Saturday, February 28, 2009

Flash Back: First Ultrasound

My doctor originally scheduled my first ultrasound for week 10 but called around week 8 to see if I could come in. Once again, we should have known. Oblivious, we went to our appointment with excitement and some notion that it could be twins (the word triplets wasn't even a part of my vocabulary. Besides, how many people do you know with multiples.) As we stared at the screen, we began to count all the tiny circles and the doctor said, "this is what I was afraid of." I wasn't exactly sure what this meant, but I knew it wasn't good. He went on to explain what we we were looking at. We were looking at three and a possible fourth which seemed to be smaller than the other three. After I dressed, the doctor came back in to paint the grim picture. The one thing I had always appreciated about our doctor is that he had always been straight with us and this was no different. In his opinion, a pregnancy of four would be almost out of the question. He would strongly recommend that we consider selective reduction to two. He said a pregnancy of three would most likely include bedrest, possible hospital stay, preemies with lengthy hospital stay, and all the complications that come with preemies. He even went on to say that carrying two would be difficult but obviously not unheard of. I am an extremely emotional person. I cry at books, television, songs etc. I can shed tears when I am happy, sad, mad...you name it. However, at this moment in life I was just stunned. I couldn't believe what I was hearing. If you know Rick, you know he is rarely at a loss for words but this was one occasion where we were both almost afraid to speak. I remember getting in the car and looking at the backseat and thinking, where would I put that many kids. Rick finally said, "I'm not sure I want four babies." He was just being honest and trying to process what we had just heard. I felt like I was going to disappoint him again and I just couldn't fathom how I could carry multiples, so I felt that the pregnancy was doomed and we would have to start the process all over again.
For lunch, we went to McDonalds and joked that this would be the only place we would be eating as we wouldn't be able to afford anything else.

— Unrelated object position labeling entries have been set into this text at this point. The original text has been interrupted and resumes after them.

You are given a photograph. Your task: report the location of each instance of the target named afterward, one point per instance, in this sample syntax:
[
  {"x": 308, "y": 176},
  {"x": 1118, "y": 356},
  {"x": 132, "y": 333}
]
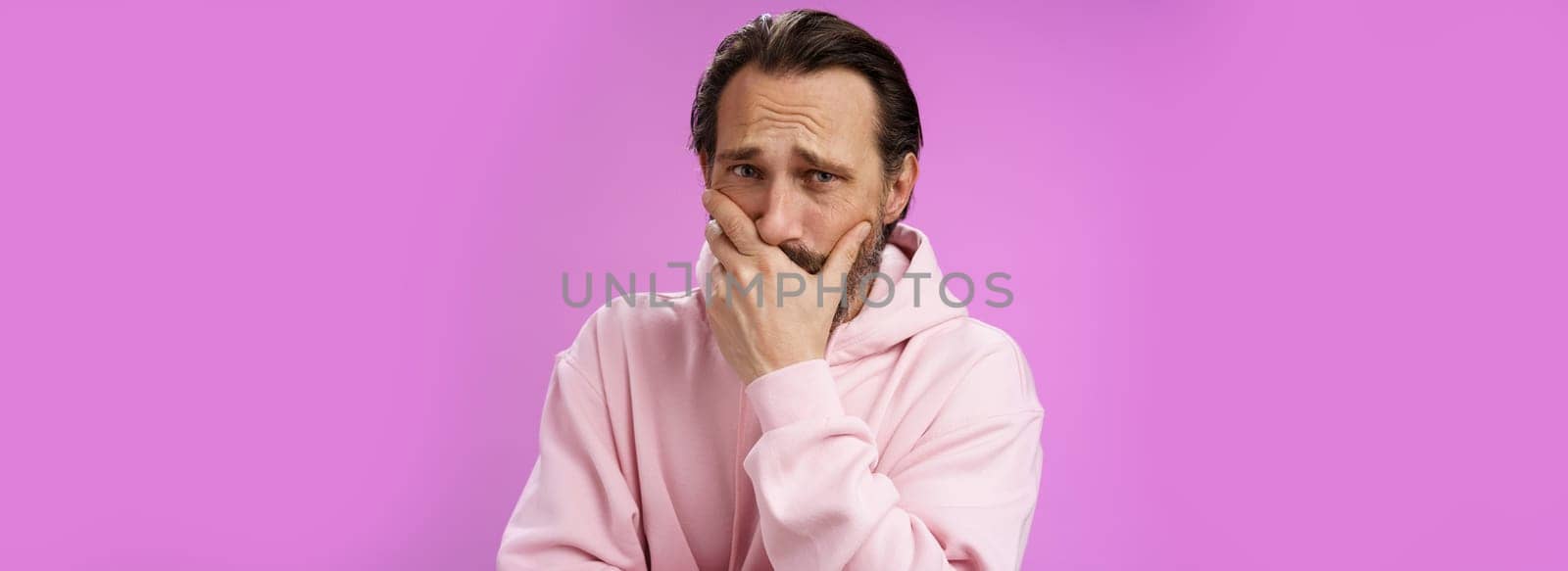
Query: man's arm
[
  {"x": 576, "y": 511},
  {"x": 961, "y": 500}
]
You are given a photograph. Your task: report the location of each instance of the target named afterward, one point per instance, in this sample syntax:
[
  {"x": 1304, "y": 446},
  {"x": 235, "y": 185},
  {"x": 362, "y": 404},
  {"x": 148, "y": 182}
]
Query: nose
[{"x": 783, "y": 214}]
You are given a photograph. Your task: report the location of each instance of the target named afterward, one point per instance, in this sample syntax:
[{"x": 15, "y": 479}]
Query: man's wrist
[{"x": 796, "y": 393}]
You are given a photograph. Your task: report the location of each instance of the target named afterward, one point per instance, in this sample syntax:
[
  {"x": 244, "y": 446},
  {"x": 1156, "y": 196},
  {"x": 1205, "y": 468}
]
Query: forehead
[{"x": 830, "y": 112}]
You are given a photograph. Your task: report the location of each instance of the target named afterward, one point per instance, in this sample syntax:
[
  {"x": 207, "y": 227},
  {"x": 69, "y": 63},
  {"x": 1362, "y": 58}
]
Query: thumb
[{"x": 843, "y": 256}]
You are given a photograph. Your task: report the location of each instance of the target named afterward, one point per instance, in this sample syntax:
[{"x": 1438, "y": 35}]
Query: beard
[{"x": 867, "y": 260}]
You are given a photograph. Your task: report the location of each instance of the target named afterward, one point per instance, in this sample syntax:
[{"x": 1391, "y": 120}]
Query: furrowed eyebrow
[
  {"x": 737, "y": 154},
  {"x": 822, "y": 164}
]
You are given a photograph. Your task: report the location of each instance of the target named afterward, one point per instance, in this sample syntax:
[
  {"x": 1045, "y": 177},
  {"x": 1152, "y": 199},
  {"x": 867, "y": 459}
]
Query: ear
[{"x": 902, "y": 187}]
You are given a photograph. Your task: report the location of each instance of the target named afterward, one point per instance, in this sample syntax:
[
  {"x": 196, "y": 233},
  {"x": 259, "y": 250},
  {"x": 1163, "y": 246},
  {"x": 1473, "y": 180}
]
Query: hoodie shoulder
[
  {"x": 992, "y": 377},
  {"x": 631, "y": 330}
]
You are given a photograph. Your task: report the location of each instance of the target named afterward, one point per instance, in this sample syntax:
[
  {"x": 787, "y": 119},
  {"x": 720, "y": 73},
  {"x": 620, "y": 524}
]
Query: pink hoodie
[{"x": 914, "y": 445}]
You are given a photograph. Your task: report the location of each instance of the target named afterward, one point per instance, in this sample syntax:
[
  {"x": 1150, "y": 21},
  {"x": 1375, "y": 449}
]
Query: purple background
[{"x": 281, "y": 281}]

The rest of the week, we sort of just went through the motions of life, still trying to process things. On Saturday afternoon, I began spotting. The doctor told me to drink water, put my feet up, relax and reminded me that this could be normal or just the fourth embryo. I wasn't overly worried and by that evening I was fine. During this time period it seemed that we had so many things go wrong. Sunday evening, our dog required an emergency run to the vet. The roads were icy and Rick ended up in an accident. Monday morning, I went to work with quite a bit of snow on the ground and after taking about three steps from my car, I slipped and fell. By mid morning I began to experience bleeding. This was much more than the previous incident. I was instructed to go home, relax and call the doctor the following morning. This time, Rick and I were scared beyond belief. This was definitely one of the longest nights of my life. I can honestly say, I prayed most of the night. Even though you are not suppose to bargain, I kept saying I would follow doctor's orders and try to be the best parent possible.
By morning, the bleeding had stopped and I went in for an ultrasound which revealed that I indeed had lost the fourth embryo. However, the other three looked perfectly fine and this would mean we would not have to make a decision on selective reduction which I was grateful for.
From this moment on, Rick and I began to prepare to be parents of triplets. We discussed finances and began to form our plan which included getting second jobs and selling our vehicles to get something bigger to reduce our payments. In the end, Rick was the only one who got a second job as the reality of pregnancy set in and I could barely hold down one. We also began to discuss names and logistics like most parents. Somehow, I had a renewed sense of calm. I knew that somehow God was going to see us through this pregnancy. And, that he did.